The yield curve is a graph that plots the interest rates of government bonds with different maturities, illustrating the relationship between short-term and long-term interest rates.
Note: While spot rates or swap rates are often used, this discussion will focus on government bond yields.
The yield curve is a crucial indicator for predicting economic outlooks and is particularly noteworthy for the following three reasons:
- Economic Growth Prediction:
The shape of the yield curve reflects how investors view the future of the economy. Generally, longer-term interest rates (yields) are higher, resulting in an upward-sloping curve, known as a normal yield curve. A steeper slope indicates optimistic economic growth expectations. Conversely, an inverted yield curve often signals an impending economic recession. - Monetary Policy Indicator:
Central banks refer to the yield curve when setting interest rate policies. Short-term rates are strongly influenced by the central bank’s policy rates, and thus, the shape of the yield curve indicates the impact of monetary policy. Long-term rates are the average of future short-term rates plus a liquidity premium. If the policy rate remains constant, the yield curve will be flat or slightly upward due to the liquidity premium. - Investment Strategy Guide:
Investors use the yield curve to develop investment strategies. For example, in the case of an inverted yield curve, the price of long-term bonds is higher. Investors can short sell long-term bonds, buying them back at a lower price later to make a profit.

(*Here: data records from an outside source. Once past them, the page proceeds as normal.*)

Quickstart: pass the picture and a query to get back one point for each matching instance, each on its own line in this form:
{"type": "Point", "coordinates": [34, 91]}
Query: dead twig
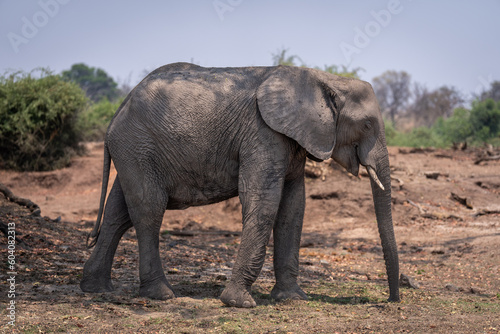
{"type": "Point", "coordinates": [420, 209]}
{"type": "Point", "coordinates": [193, 233]}
{"type": "Point", "coordinates": [486, 158]}
{"type": "Point", "coordinates": [35, 209]}
{"type": "Point", "coordinates": [465, 201]}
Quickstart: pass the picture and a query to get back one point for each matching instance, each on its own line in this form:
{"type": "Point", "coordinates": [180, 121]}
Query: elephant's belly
{"type": "Point", "coordinates": [186, 196]}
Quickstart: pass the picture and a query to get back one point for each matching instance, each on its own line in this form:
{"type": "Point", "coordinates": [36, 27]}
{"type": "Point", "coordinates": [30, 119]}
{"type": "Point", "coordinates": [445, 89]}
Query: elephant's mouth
{"type": "Point", "coordinates": [370, 169]}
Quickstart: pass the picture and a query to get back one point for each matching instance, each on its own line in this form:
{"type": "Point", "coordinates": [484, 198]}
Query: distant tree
{"type": "Point", "coordinates": [485, 119]}
{"type": "Point", "coordinates": [428, 105]}
{"type": "Point", "coordinates": [392, 89]}
{"type": "Point", "coordinates": [281, 58]}
{"type": "Point", "coordinates": [96, 83]}
{"type": "Point", "coordinates": [493, 93]}
{"type": "Point", "coordinates": [342, 70]}
{"type": "Point", "coordinates": [38, 115]}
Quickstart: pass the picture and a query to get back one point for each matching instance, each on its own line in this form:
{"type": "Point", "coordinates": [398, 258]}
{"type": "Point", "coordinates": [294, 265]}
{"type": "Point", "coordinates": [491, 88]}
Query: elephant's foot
{"type": "Point", "coordinates": [157, 289]}
{"type": "Point", "coordinates": [237, 296]}
{"type": "Point", "coordinates": [99, 284]}
{"type": "Point", "coordinates": [291, 291]}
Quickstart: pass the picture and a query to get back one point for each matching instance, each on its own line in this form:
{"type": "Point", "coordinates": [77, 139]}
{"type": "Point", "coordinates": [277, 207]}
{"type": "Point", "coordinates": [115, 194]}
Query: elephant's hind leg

A free site where you can compare interest rates across countries simultaneously is Investing.com. For periods where rates are not available on this site, linear interpolation using values from surrounding periods will be applied.
Let’s look at the specific shapes of the yield curves for various countries and the economic outlook based on these shapes. The data was obtained as of July 12.
Countries with Normal Yield Curves
Examples: China, Japan, Malaysia, Philippines

These countries’ yield curves are upward-sloping, with long-term rates higher than short-term rates, indicating expectations of economic growth or inflation. Despite being a normal yield curve, Japan’s yield curve is positioned lower than those of other countries, suggesting lower expectations for economic growth and inflation.
Countries with Low Mid-Term Rates and Concave Yield Curves
Examples: Australia, Germany, UK, USA

These countries have yield curves with lower mid-term rates, creating a concave shape. This unusual shape reflects specific economic conditions or market expectations.
Reasons for Low Mid-Term Rates and Concave Yield Curves:
- Impact of Monetary Policy:
Central banks’ policies can significantly influence this shape. For example, if a central bank keeps short-term rates high while long-term rates rise due to market inflation expectations or growth projections, mid-term rates may behave differently. - Inflation Expectations:
If market participants expect lower inflation in the mid-term, this expectation can lower mid-term bond yields, resulting in lower mid-term rates. - Demand and Supply Mismatch:
High demand for bonds of specific maturities can push down yields for those maturities. For instance, if pension funds or insurance companies purchase a large volume of mid-term bonds, it can create such a yield curve shape. - Uncertainty in Economic Growth:
Increased uncertainty in long-term economic growth may lead investors to prefer mid-term bonds over long-term bonds, lowering mid-term yields. - Liquidity Premium:
o If mid-term bonds are more liquid compared to other maturities, the liquidity premium will be lower, resulting in lower yields. The liquidity premium refers to the additional return investors demand for less liquid assets.